View South from South Chalone - Actual view not given justice here.
During this hike, we discussed a future hike in which we would hike to South Chalone during a full moon later in the year.


View looking North/East from South Chalone trail
The hike back went well, and all the way down to Bear Gulch Reservoir we made great pace - sometimes jogging.  A few folks had hiked to North Chalone and on our way back, we saw at least 10 people or more.  When we reached close to Bear Gulch Reservoir, there were a lot more people relaxing.  Almost all had likely climbed around the caves, since the caves were flooded.  Kirk and I both removed our shoes this time for the underwater portion and made it through.  Several lesser prepared types were trying to make it in or through, and were messing around, but at least they were having fun.  We left the North end of the caves, and hiked back to the car, passing several groups.  By this time in the day, even on a very cold Sunday, there were plenty of cars parked at the Bear Gulch Visitor Center area.

We drove back to the camp store, where we picked up some additional wood, and made it back to camp.  Luckily this time it was both dry and light out, so we were able to relax a bit at camp finally.  The bathrooms, will unlit and cold, were fairly well maintained.  Just like the night before, we started up a big fire, cooked Idahoan Mashed Potatoes with veggies and also Campbell's Beef chunky stew - it was bomb after a day like that.

- Somewhere around midnight I woke up to the sound of Coyotes howling.  There sounded like close to 10 in the group, which was somewhere in the direction of the camp store.  It was fun to be woken to that and listen for a bit, and by the time I thought to and grabbed my camera to record their sound, they stopped abruptly.  As soon as their echo dissipated, I could hear more coyotes howling in valleys farther away.

Monday - by Monday morning, Kirk's feet were pretty well beat and both of us were sore after 21 miles of hiking the past two days.  We were determined to accomplish another, more symbolic goal.  To match the length of this years hopeful Mt.
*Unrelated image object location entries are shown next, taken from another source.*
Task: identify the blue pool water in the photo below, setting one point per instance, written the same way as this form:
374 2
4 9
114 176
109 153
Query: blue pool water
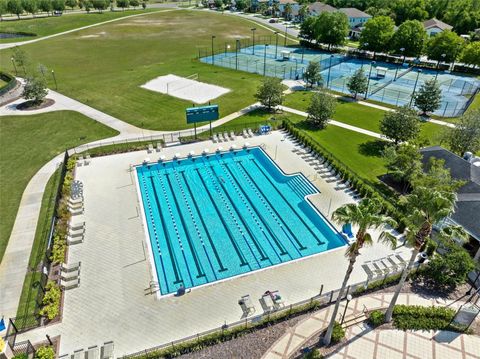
218 216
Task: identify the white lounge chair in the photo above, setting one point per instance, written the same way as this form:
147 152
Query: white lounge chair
107 351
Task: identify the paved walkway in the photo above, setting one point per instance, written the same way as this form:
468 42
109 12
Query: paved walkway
365 343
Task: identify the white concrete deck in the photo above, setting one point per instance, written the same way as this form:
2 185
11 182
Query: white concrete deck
112 302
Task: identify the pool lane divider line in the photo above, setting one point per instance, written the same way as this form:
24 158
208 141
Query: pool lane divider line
167 236
243 262
180 243
319 242
300 245
270 231
257 245
199 267
222 267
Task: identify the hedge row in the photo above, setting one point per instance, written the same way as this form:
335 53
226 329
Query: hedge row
347 174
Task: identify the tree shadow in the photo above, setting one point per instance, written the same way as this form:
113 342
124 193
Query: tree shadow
372 148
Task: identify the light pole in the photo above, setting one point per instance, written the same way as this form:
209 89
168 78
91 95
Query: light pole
265 60
329 67
415 87
253 39
438 65
213 55
14 66
276 43
54 79
368 81
349 298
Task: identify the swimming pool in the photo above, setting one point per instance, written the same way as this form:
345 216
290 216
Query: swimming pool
221 215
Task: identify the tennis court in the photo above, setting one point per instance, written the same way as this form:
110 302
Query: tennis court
388 83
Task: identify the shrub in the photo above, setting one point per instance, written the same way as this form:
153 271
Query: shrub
45 352
338 333
376 318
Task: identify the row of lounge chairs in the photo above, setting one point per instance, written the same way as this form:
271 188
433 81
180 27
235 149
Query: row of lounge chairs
270 301
106 351
225 137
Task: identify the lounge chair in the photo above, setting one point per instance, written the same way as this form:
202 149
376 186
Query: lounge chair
107 351
66 285
92 353
79 354
74 240
246 304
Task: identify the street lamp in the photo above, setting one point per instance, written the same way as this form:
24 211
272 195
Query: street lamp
213 55
14 66
415 87
265 60
54 79
349 298
369 75
253 39
276 43
438 64
329 67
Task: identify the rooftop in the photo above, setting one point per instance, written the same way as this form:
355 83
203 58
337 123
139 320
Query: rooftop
468 203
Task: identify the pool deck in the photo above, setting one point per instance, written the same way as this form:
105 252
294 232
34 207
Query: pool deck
113 301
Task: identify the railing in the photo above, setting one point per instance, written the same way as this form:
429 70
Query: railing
323 300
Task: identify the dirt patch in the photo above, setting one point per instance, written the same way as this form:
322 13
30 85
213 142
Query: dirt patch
30 106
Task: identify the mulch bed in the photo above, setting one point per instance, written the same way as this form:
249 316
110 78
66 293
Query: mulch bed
30 106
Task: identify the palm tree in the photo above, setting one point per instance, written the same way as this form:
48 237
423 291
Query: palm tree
366 215
425 207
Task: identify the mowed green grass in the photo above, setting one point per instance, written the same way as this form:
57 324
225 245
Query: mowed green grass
27 143
54 24
105 66
364 117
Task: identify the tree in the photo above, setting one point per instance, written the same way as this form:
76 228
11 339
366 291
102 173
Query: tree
423 207
428 98
307 29
366 215
377 34
321 108
403 163
410 36
446 42
471 54
331 28
270 92
30 6
400 125
71 3
15 7
35 89
357 83
312 73
465 136
45 5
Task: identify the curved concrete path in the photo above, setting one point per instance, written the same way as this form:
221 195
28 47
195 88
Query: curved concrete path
364 343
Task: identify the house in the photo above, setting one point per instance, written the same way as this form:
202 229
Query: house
355 17
317 8
435 26
467 211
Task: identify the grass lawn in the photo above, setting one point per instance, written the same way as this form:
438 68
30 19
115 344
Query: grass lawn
45 26
27 143
92 65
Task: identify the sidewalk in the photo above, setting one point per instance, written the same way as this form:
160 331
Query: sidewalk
364 342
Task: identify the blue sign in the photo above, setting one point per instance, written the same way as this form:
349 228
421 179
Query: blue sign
202 113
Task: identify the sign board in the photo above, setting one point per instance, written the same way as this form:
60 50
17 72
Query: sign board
202 113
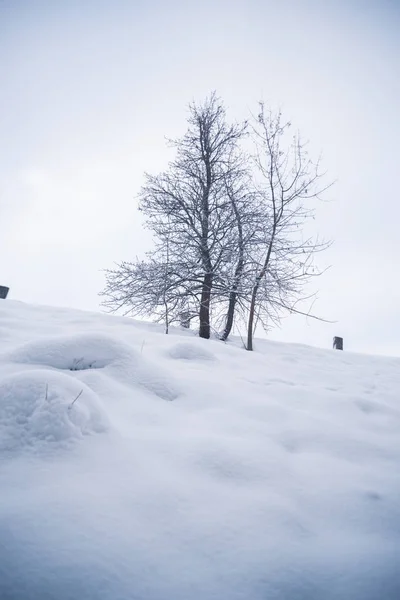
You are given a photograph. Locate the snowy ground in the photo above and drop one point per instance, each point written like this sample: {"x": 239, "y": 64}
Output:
{"x": 173, "y": 468}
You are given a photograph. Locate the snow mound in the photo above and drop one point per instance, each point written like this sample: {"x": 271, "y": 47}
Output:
{"x": 187, "y": 351}
{"x": 37, "y": 408}
{"x": 73, "y": 353}
{"x": 85, "y": 352}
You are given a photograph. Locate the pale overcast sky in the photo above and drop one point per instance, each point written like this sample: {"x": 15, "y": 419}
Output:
{"x": 89, "y": 89}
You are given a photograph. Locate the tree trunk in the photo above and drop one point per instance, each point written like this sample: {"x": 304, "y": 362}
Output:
{"x": 238, "y": 274}
{"x": 255, "y": 290}
{"x": 229, "y": 316}
{"x": 204, "y": 313}
{"x": 251, "y": 316}
{"x": 4, "y": 292}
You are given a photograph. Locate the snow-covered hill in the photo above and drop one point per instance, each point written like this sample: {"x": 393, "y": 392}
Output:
{"x": 140, "y": 466}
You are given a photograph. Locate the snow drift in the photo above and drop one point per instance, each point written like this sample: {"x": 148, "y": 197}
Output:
{"x": 136, "y": 465}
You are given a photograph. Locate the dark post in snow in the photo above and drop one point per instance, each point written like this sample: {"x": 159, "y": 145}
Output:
{"x": 3, "y": 292}
{"x": 337, "y": 343}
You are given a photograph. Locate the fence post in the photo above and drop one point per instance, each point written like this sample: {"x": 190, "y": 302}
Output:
{"x": 3, "y": 292}
{"x": 337, "y": 343}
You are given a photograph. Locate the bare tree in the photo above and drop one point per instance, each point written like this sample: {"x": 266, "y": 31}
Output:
{"x": 287, "y": 181}
{"x": 191, "y": 197}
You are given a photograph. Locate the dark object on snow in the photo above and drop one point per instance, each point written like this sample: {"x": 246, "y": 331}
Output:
{"x": 337, "y": 343}
{"x": 3, "y": 292}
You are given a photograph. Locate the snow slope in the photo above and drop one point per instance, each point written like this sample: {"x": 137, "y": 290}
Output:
{"x": 140, "y": 466}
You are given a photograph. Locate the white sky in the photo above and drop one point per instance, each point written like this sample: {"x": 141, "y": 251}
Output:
{"x": 89, "y": 89}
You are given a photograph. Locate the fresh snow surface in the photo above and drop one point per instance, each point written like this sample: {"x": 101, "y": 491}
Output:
{"x": 142, "y": 466}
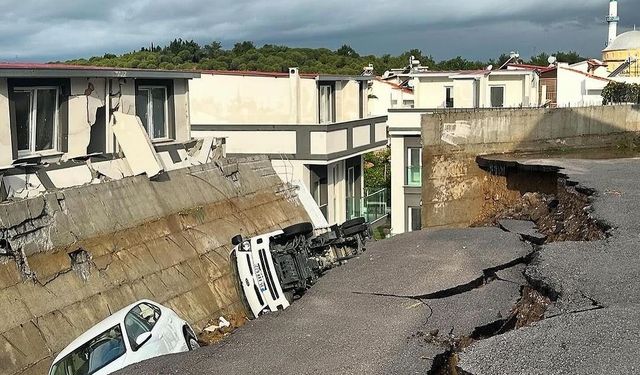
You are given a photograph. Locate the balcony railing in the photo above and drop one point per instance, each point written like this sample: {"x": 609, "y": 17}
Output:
{"x": 372, "y": 207}
{"x": 414, "y": 176}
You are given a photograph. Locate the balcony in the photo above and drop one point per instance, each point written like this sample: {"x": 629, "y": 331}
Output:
{"x": 313, "y": 142}
{"x": 372, "y": 207}
{"x": 414, "y": 176}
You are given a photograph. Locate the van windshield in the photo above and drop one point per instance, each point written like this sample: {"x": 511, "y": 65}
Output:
{"x": 93, "y": 355}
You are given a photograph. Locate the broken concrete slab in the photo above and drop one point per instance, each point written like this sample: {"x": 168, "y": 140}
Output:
{"x": 136, "y": 145}
{"x": 525, "y": 228}
{"x": 425, "y": 262}
{"x": 68, "y": 177}
{"x": 600, "y": 341}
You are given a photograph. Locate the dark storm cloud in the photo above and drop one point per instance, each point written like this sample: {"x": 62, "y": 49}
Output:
{"x": 31, "y": 29}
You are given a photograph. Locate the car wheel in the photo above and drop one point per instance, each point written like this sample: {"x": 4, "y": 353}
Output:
{"x": 352, "y": 223}
{"x": 192, "y": 342}
{"x": 298, "y": 229}
{"x": 289, "y": 296}
{"x": 355, "y": 230}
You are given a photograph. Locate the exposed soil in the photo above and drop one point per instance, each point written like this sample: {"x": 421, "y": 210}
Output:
{"x": 562, "y": 215}
{"x": 560, "y": 210}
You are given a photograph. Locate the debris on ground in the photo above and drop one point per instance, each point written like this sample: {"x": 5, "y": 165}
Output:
{"x": 563, "y": 216}
{"x": 217, "y": 329}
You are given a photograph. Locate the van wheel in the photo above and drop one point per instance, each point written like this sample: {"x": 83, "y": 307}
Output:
{"x": 298, "y": 229}
{"x": 355, "y": 229}
{"x": 192, "y": 342}
{"x": 352, "y": 223}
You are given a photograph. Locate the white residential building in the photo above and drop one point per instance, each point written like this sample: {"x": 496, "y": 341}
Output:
{"x": 315, "y": 128}
{"x": 441, "y": 91}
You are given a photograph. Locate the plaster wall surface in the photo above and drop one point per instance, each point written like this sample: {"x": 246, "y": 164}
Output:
{"x": 452, "y": 182}
{"x": 166, "y": 240}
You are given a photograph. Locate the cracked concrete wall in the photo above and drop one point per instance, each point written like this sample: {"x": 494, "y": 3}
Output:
{"x": 454, "y": 187}
{"x": 6, "y": 147}
{"x": 166, "y": 240}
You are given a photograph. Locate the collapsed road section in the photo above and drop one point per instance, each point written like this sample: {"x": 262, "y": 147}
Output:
{"x": 501, "y": 304}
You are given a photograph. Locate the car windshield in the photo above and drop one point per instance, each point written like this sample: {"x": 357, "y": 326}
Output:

Whitney climb, we needed 1 more mile to reach 22 total.

We packed up all of our camp - tents and all - and drove back to Bear Gulch Visitor's Center where we parked at and hiked up Condor Gulch Trail to the overlook (check the map).  This was maybe 2.5 miles round trip.  It made for a great morning hike, and the views of the valley going up were awesome.  It had some very cool rock formations.  At the overlook, just below it were flowing pools of water that probably only flow for a handful of days each year - including that day.

All in all, the trip was a success.  Only shortcoming was that we wanted to hike a few more trails.  To call Pinnacles officially Conquered, we are going to return and hike the North Wilderness Trail that occupies the North quarter of the park - a loop that is no less than 9 miles from car back to car.  After this, and maybe another climb of High Peaks, we will consider Pinnacles completed by Stones and Bones!